あの時の言葉通り、紗枝の母と父は死んだのだ。




「そっか、もういないんですね」




微かに微笑む紗枝に冬木が言う。




「これはサービスってことにしておいてやるよ。テメェからは母親探しの分も貰わなきゃならねぇしなぁ」




太っ腹なのかそうでないのかイマイチ分からない言葉に頷く。




「そういえばいくらですか?」




貯金は頑張れば百万ちょっとあるけれど、それで済むかどうか。


やや緊張した面持ちの紗枝にニヤリとした笑みが返ってくる。




「今後も俺の情婦でいることでトントンだな」




思わず斜め前に座る冬木の顔をマジマジと見てしまう。


隣にいる新見はそうだろうと思った、なんて言わんばかりの表情だ。


冬木の情婦――つまるところ現状維持――でいる限り、この件に関しては蒸し返さないということだろうか。考えて紗枝はぽかんとした。

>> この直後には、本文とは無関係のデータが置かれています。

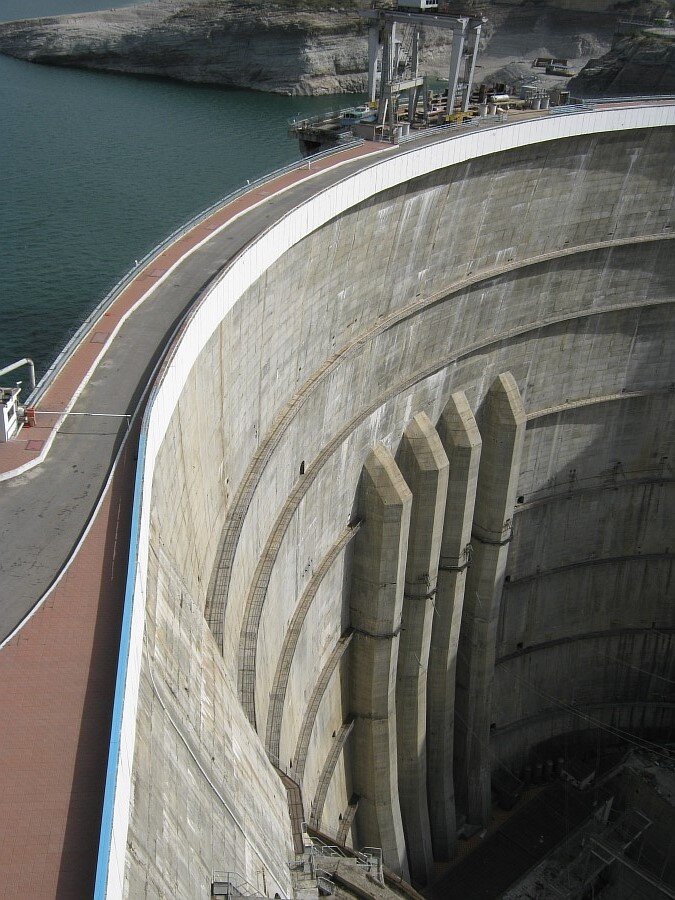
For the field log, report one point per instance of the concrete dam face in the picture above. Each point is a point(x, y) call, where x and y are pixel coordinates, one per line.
point(408, 516)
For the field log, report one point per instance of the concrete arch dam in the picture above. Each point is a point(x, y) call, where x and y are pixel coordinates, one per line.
point(407, 503)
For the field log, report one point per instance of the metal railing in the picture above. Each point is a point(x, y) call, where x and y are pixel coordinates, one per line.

実の兄妹の子で、予知視の出来る左目を持つ異質な紗枝をまだ構ってくれるのか。


どうする、と問われて俯いた。




「わたしの左目、まだ必要ですか」


「ああ」


「わたし気持ち悪くないですか」


「ねぇな」




顔を上げた先にあったダークグレーに紗枝は笑う。


変な人達だ。ヤクザで自分勝手で傲慢で。




「一つだけ条件があります」




でもほんの少しだけ身内には優しい人達。




「わたしを殺す時は苦しまないようにしてください」


「…ああ、テメェは一思いに殺してやるよ」




苦笑交じりに言われた言葉が胸の内に沁みていく。


窓から差し込む夕焼けで、わたし達は遠い昔と同じ橙色に染まっていた。